Legacy Database MCP (legacy-db-mcp.ts)

/**
 * Capabilities:
 * - Parse DB2/Oracle DDL
 * - Generate Prisma schema
 * - Suggest PostgreSQL migration
 * - Map hierarchical databases to relational
 */

These MCP servers feed structured ASTs and semantic metadata into Kiro, enabling transformations with 95 %+ accuracy.

Building the Diff Viewer

Users need to see the transformation side‑by‑side.
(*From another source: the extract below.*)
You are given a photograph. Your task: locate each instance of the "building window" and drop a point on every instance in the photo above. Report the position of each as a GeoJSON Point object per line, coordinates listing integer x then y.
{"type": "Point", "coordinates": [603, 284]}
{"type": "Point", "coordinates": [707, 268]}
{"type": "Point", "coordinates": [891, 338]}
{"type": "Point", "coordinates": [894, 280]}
I wrote a single vibe instruction:

Create an interactive code comparison viewer using Monaco Editor.

Left pane: original legacy code with syntax highlighting.  
Right pane: transformed modern code.

Features: line mapping, diff highlights, collapsible sections, export buttons.

Kiro generated a ~400‑line React component that provides:

  • Dual‑pane Monaco editors (original vs. transformed)
  • Syntax highlighting for 64 source languages + 40 target languages
  • Line‑by‑line diff highlighting
  • Collapsible sections for large files
  • Search/replace across both panes
  • Export functionality (PDF, Markdown, raw code)

Multi‑Language Support

Initially I targeted five languages; the platform now supports 64 source languages, including:

  • Mainframe Era: COBOL, RPG, JCL, PL/I, Assembler
  • Desktop Era: VB6, PowerBuilder, Delphi, FoxPro
  • Web 1.0: Classic ASP, ColdFusion, Perl CGI
  • Scientific: Fortran 77/90, ALGOL, APL
  • Systems: Pascal, Modula‑2, Ada

And 40+ target frameworks such as:

  • Web: TypeScript, React, Next.js, Vue, Angular, Svelte
  • Backend: Python, FastAPI, Django, Flask, Node.js, NestJS
  • Enterprise: Java Spring Boot, C# .NET Core, Kotlin
  • Mobile: React Native, Flutter, SwiftUI

The result is a versatile, AI‑driven platform that can resurrect virtually any legacy codebase and deliver modern, production‑ready applications.